Monday, 3 September 2012

Nick Edwards - Plekzationz (Editions Mego)

I shouldn't say a good word about Nick Edwards 'cause according to his bulletin board I'm not 'Ekofriendly' - so I'm going to delete this and this - that'll teach him!

And I'm not going to say a good word about Plekzationz... although, whilst waiting for the next modern work of genius in the field of electronic music to come along (don't hold your breath) this will do. I know you know that the notion of genius is outmoded even though sometimes you drop the word when referencing a contemporary record, you can't help yourself; it's an echo of a bygone era when geniuses like Picasso or Charlie Parker roamed the earth. You could go back further in time but the 50s is far enough, don't you think? It's hard enough recalling last week and what, exactly, you downloaded way back then.

Post-everything no creator escapes influence and even the anxiety thereof, so we're not surprised that Nick Edwards is at work in the Bristol equivalent of Lee Perry's Black Ark whilst channelling Throbbing Gristle and ------------ -------- -------- (add preferred Kraut/NewWave Electro Punk bands). The signal's always running in red when Nick's at work, and it shows, thankfully. For all the after-tweaking that may take place it still feels as if he's making it up as he goes along. It's all very psyche-Delia Derbyshire, as if the BBC  Radiophonic Workshop was born in '68 and played the Isle Of Wight festival just after Miles (the memory lingers on as your ears are battered by another brew concocted by electronic witches).

The oil (?) painting artwork posits Edwards as an electro-classicist (unintentionally, I'm sure), bespectacled punk offspring of Genius electro maverick boffins like Stockhausen and Ussachevsky (though more like Russolo-with-synths at times) - bring the noise! The contrariness of a portrait of the artist in old-fashioned paint (!) strikes out for new territory in artwork for electronic music, and that's very pleasing.

Degraded rhythms, drum machines of self-destruct, frayed tapes, tortured souls trapped in analogue hell, screaming for release...imagine what you will listening to this, just don't tell Edwards I said a good word about him.

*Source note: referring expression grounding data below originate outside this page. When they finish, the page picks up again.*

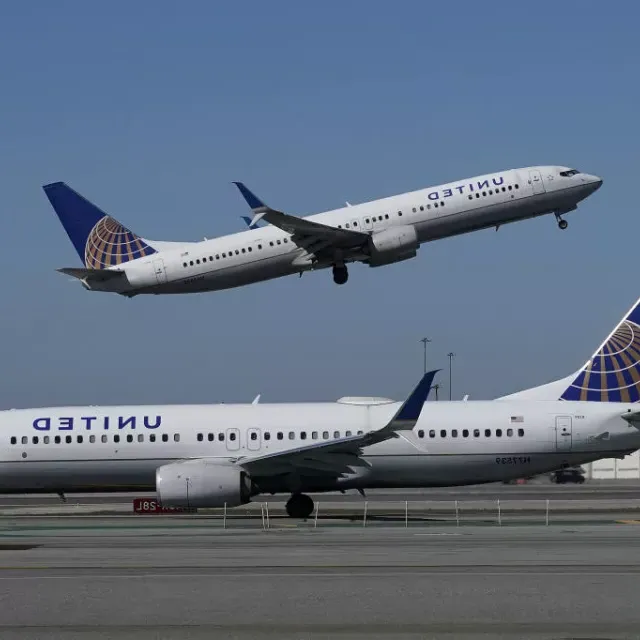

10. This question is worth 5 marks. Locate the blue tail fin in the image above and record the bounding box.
[560,297,640,403]
[43,182,156,269]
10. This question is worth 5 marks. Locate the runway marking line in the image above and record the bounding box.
[617,519,640,524]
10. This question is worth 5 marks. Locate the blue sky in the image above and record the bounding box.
[0,1,636,408]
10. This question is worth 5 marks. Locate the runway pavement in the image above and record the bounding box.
[1,521,640,639]
[2,483,640,638]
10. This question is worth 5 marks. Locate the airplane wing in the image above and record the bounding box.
[232,182,368,258]
[235,369,439,478]
[58,267,126,283]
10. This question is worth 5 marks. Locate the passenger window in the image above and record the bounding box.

  1. I actually done the artwork.. the *old fashioned* style , was deliberate, as most industrial dubstep pioneers seem to have a thing about B&W images.

    Nick is way ahead of his contempories.. and you have to remember that he uses, analogue equipment, guitar pedals 4 track tape machines etc.. and mostly records live.. in the studio.

    1. Respect to you, Eddie. The day Nick starts adhering to Dubstep conventions, he's finished!